This Redmond Magazine piece doesn't give the date -- it was August 2004 -- that Microsoft released Windows XP Service Pack 2 (SP2).
At that point the company committed what, according to the writer, many think was a mistake: The default switching on of the host-based Internet Connection Firewall (ICF). The problem, he says, is that getting the host-based firewall running within an organization is an "Herculean effort" involving high levels of application testing and configuration tuning. The complexity forced many administrators to simply disable ICF.

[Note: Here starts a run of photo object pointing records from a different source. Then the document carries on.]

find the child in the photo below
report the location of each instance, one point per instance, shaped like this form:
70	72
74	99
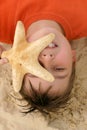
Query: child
67	20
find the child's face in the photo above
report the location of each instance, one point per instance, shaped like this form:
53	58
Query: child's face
57	58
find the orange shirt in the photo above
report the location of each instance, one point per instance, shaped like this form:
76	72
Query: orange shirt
70	14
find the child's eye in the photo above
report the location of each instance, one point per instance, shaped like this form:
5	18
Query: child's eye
59	69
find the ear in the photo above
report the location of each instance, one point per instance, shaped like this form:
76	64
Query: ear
74	55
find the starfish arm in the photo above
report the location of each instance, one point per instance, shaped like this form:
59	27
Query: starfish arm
17	75
19	35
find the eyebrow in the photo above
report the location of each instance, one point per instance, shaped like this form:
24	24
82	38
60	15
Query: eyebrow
61	77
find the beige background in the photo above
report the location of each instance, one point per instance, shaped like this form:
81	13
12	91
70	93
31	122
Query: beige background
73	117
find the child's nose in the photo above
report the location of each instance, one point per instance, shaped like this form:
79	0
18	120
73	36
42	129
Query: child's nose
46	59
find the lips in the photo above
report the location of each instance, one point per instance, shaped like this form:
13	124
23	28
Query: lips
52	45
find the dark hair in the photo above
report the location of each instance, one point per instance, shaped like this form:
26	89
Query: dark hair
43	101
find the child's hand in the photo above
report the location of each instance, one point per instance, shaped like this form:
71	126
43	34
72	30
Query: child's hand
4	60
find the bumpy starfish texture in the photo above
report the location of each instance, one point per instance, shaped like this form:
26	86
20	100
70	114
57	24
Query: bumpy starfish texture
23	57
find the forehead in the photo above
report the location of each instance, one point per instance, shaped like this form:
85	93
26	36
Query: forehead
58	87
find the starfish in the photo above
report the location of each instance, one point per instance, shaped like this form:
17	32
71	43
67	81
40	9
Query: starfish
23	57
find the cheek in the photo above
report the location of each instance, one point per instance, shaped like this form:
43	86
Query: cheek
64	58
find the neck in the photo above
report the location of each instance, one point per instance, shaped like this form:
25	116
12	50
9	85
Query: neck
43	26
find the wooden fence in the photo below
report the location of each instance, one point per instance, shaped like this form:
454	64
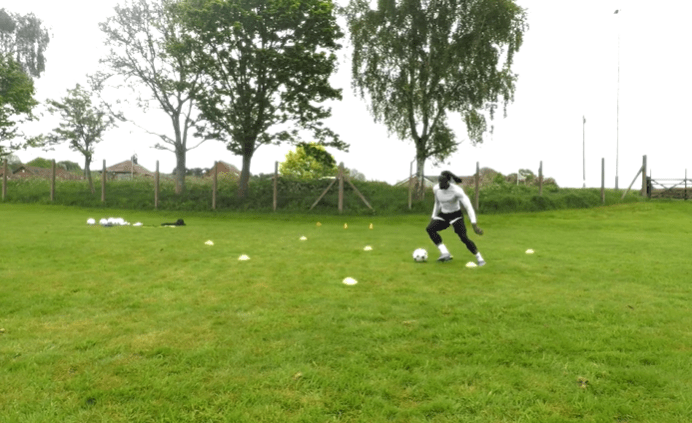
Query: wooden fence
650	186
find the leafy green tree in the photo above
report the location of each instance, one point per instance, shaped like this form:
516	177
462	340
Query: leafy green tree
23	42
16	102
137	36
13	161
83	124
309	161
418	61
268	63
24	39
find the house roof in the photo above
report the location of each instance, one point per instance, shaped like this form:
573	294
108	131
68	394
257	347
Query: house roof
126	167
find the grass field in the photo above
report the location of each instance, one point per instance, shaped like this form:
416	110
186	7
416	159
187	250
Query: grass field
149	324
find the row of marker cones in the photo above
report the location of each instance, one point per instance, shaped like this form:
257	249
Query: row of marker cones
345	225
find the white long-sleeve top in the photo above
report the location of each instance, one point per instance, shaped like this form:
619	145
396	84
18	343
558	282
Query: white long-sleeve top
451	199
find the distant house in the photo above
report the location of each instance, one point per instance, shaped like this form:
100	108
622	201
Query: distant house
127	169
224	168
24	171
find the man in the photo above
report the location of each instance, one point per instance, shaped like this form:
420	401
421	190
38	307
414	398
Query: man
447	212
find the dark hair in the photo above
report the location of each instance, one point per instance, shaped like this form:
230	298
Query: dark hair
450	176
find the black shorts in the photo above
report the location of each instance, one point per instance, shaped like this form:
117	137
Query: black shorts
449	218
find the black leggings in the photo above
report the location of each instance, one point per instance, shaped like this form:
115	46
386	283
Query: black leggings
457	220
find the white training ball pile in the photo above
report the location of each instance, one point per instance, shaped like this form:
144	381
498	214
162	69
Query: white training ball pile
420	255
112	221
350	281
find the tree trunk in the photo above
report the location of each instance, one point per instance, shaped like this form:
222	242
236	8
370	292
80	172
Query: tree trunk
244	176
419	187
87	173
180	171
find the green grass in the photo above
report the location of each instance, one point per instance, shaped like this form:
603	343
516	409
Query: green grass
149	324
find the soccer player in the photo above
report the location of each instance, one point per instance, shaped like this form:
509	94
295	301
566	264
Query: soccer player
447	212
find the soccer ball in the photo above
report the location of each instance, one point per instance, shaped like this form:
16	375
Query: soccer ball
420	255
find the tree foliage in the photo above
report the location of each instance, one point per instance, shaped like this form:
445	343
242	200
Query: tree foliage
268	63
16	101
83	124
137	36
24	39
308	161
418	61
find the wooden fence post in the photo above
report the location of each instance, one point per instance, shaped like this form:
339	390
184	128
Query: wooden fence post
478	187
214	185
156	187
603	180
643	192
52	181
103	183
4	180
276	181
540	178
410	185
341	187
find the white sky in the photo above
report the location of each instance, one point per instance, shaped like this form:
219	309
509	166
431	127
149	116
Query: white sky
567	69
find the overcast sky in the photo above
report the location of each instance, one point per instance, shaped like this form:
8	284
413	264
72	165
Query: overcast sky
567	67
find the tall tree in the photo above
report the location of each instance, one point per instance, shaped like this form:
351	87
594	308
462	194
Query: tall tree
16	101
417	61
23	42
83	124
24	39
309	161
268	62
137	36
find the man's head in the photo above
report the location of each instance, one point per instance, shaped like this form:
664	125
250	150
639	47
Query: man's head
446	177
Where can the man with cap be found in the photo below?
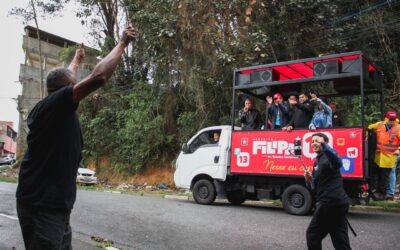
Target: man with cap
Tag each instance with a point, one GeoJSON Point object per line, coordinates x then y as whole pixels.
{"type": "Point", "coordinates": [249, 116]}
{"type": "Point", "coordinates": [387, 151]}
{"type": "Point", "coordinates": [277, 111]}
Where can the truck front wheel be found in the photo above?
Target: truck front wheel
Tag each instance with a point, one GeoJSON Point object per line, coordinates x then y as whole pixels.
{"type": "Point", "coordinates": [204, 192]}
{"type": "Point", "coordinates": [235, 197]}
{"type": "Point", "coordinates": [296, 199]}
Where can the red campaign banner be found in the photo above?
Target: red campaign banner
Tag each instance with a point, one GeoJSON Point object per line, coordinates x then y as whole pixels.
{"type": "Point", "coordinates": [271, 152]}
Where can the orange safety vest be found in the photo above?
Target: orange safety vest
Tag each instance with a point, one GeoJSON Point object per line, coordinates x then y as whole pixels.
{"type": "Point", "coordinates": [387, 141]}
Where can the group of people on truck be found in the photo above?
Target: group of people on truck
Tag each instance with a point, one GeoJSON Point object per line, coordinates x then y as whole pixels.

The position of this story is that ICF is potentially a helpful security tool, at least in one particular implementation. The writer says that it remains difficult to deploy ICF within the enterprise, but that the "standard profile" turns on when the device is connecting through outside networks. This can be a boon to security for machines connecting from dangerous environments such as coffee shops and airports. The piece goes on to provide a good amount of detail on why this is good and how it works.
Security folks love to compare security: Open source versus proprietary, Mac versus Windows, Vista versus XP, and so on. This piece at Jesper's blog was stimulated by a post at Jeff Jones' Security Blog -- a link is provided -- that suggests Vista security is better than that offered by XP and other operating systems.
In his post, Jesper Johansson observes that much of the comparison between Vista and XP security is based on each operating systems' first year in the field. However, that is meaningless in terms of how XP works. To them, the important thing is a comparison of how each operating system performs now.
The long piece leads to several conclusions. It found that Vista had fewer vulnerabilities than XP and that open source Firefox had more "patching events" than Internet Explorer running on XP or Vista.
The sense of this InfoWorld piece is that Vista security is far better than previous Microsoft operating systems, but that the price is more user involvement and inconvenience. User Access Control (UAC) is a feature designed to cut down on malware by asking users for permission every time a piece of software is set for installation. While this clearly improves security, it can become burdensome. Indeed, some companies offer software that automates this process and only brings out-of-the-ordinary situations to the attention of users.
The story also discusses the BitLocker encryption feature. BitLocker either encrypts the entire C drive or nothing. Some issues have cropped up, such as encryption for organizations using a D partition, the piece says and difficulty in decrypting data on machines taken from terminated employees.
Though Vista is the immediate future of Microsoft operating systems, there is a huge installed base of XP users. The company is in the extended process of introducing Windows XP Service Pack 3, which is expected to be the last update to XP. WindowsSecurity.com details the release, which contains no drastic changes. There are, however, security-related tweaks. Network Access Protection (NAP) compatibility enables XP to use the NAP feature in Windows Server 2008. This is akin to Network Access Control (NAC) approaches in which devices requesting permission to join a network have their security assessed and, if necessary, are quarantined and their software cleaned and/or updated. This is particularly useful for mobile devices.
There also is additional cryptography on the kernel; added ability to detect routers that drop packets; easier rollout of IP Security (IPSec) virtual private networks; Digital Identity Management Service (DIMS) that enables seamless access to certificates; private keys for applications and services, and the addition of the more secure Wi-Fi Protected Access 2 (WPA2).
Last month, the National Institute of Standards and Technology (NIST) announced the first products that have achieved Security Content Automation Protocol (SCAP) certification. Network World reports that the products are from Gideon Technologies, Secure Elements and ThreatGuard. This is the fulfillment of an order from the Office of Management & Budget (OMB) last July that directed NIST to put a program in place to fulfill the Federal Desktop Core Configuration (FDCC) standard overseeing security configurations for federal computers running Vista and XP.